Si elle est essentielle à la bonne marche du monde moderne, la combustion fait payer un lourd tribut à l’environnement. La combustion des combustibles fossiles comme le charbon, le pétrole et le gaz naturel libère de grandes quantités de dioxyde de carbone (CO2) dans l’atmosphère, contribuant considérablement à l’effet de serre et au changement climatique. En parallèle, l’extraction et la combustion des combustibles fossiles ont souvent pour conséquences la destruction des habitats et la dégradation de l’environnement.
Les objets de la collection du CCA présentés dans cette série reconstituent l’évolution historique de ces dynamiques paradoxales de combustion. Ils décrivent un arc de réactions à ce phénomène dans le contexte de l’expérience et de la conception de l’environnement bâti : de la crainte à l’enthousiasme, puis de nouveau à la crise. En analysant des documents d’archives et réglementations gouvernementales, nous avons constaté à quel point, avant le XVIIIe siècle, la combustion était considérée comme une menace majeure pour les bâtiments et les villes, même si elle fournissait le moyen de les chauffer ; architectes et artisans prenaient généralement en compte les risques d’incendie par un choix avisé et réfléchi des matériaux et méthodes de construction.
Pendant que vous parcourez cette série d’objets, nous vous invitons à garder à l’esprit la double signification de la combustion comme source d’alimentation : si elle génère de l’énergie, sa production reste dans les mains de qui contrôle les ressources, les processus et le savoir.

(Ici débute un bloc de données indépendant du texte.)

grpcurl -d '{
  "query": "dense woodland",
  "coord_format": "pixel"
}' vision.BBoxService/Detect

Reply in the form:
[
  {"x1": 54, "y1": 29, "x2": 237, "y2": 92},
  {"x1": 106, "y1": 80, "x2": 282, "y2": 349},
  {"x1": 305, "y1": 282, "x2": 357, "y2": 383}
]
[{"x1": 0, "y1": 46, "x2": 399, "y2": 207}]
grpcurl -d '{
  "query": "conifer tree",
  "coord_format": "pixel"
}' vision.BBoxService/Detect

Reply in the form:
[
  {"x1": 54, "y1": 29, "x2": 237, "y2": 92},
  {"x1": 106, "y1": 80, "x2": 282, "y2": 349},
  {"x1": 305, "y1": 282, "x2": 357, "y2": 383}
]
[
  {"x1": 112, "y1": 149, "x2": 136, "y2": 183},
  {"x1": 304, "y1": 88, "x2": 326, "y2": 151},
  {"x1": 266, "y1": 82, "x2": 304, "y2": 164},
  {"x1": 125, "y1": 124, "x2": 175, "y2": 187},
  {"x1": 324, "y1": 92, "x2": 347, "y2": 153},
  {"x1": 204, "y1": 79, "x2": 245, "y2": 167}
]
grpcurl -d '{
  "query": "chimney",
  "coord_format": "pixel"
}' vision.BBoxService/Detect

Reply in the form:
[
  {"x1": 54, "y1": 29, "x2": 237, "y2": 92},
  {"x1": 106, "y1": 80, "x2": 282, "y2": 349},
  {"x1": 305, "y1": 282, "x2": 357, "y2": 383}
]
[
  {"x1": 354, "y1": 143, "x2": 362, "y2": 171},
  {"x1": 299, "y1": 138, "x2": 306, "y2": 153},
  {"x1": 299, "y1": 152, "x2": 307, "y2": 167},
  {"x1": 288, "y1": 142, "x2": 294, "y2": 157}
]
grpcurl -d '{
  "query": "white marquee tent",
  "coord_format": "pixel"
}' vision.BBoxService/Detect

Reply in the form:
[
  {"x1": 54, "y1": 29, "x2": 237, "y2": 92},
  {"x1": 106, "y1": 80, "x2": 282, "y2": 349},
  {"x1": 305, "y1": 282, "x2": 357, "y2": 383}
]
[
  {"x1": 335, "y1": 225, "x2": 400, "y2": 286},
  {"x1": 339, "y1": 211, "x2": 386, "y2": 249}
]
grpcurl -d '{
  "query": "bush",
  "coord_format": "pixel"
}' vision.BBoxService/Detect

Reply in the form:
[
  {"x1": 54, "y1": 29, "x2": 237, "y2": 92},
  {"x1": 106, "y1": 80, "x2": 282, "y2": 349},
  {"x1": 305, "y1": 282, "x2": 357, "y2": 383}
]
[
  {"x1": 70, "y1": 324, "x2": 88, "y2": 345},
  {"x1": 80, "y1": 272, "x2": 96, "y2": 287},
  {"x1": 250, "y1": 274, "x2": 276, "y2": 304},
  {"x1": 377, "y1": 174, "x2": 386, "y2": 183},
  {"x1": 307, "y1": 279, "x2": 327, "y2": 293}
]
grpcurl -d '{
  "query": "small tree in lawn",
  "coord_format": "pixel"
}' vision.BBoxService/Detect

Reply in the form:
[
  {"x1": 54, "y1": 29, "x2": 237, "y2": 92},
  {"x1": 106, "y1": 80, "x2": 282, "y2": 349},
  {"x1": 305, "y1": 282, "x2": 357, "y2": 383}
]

Avec l’arrivée de l’industrialisation et l’invention des systèmes de climatisation, la combustion va évoluer d’un aspect quotidien de la construction à une spécialité scientifique de haute technologie. Cependant, cette illusion d’un contrôle humain sur la température ne durera pas bien longtemps. La fin du XXe siècle marque le début d’une prise de conscience du fait que la combustion fossile réchauffe l’atmosphère terrestre à des niveaux aussi alarmants qu’intenables, provoquant souvent un retour aux méthodes et technologies artisanales que l’on avait délaissées plus tôt dans ce même siècle.
Les objets sélectionnés nous rappellent également que l’histoire de la combustion n’est pas seulement utilitaire ; elle est directement mêlée à plusieurs aspects de l’art, de la beauté et de l’émerveillement. La pyrotechnie et l’usage du feu en tant que spectacle remontent à des siècles, des cultures du monde entier pratiquant les feux d’artifice et l’art du feu contrôlé pour des festivités. Ce rapport historique entre le feu et le spectacle sert de passerelle vers le design contemporain et la transformation en cours de la conscience environnementale en un acte performatif et parfois erronément optimiste.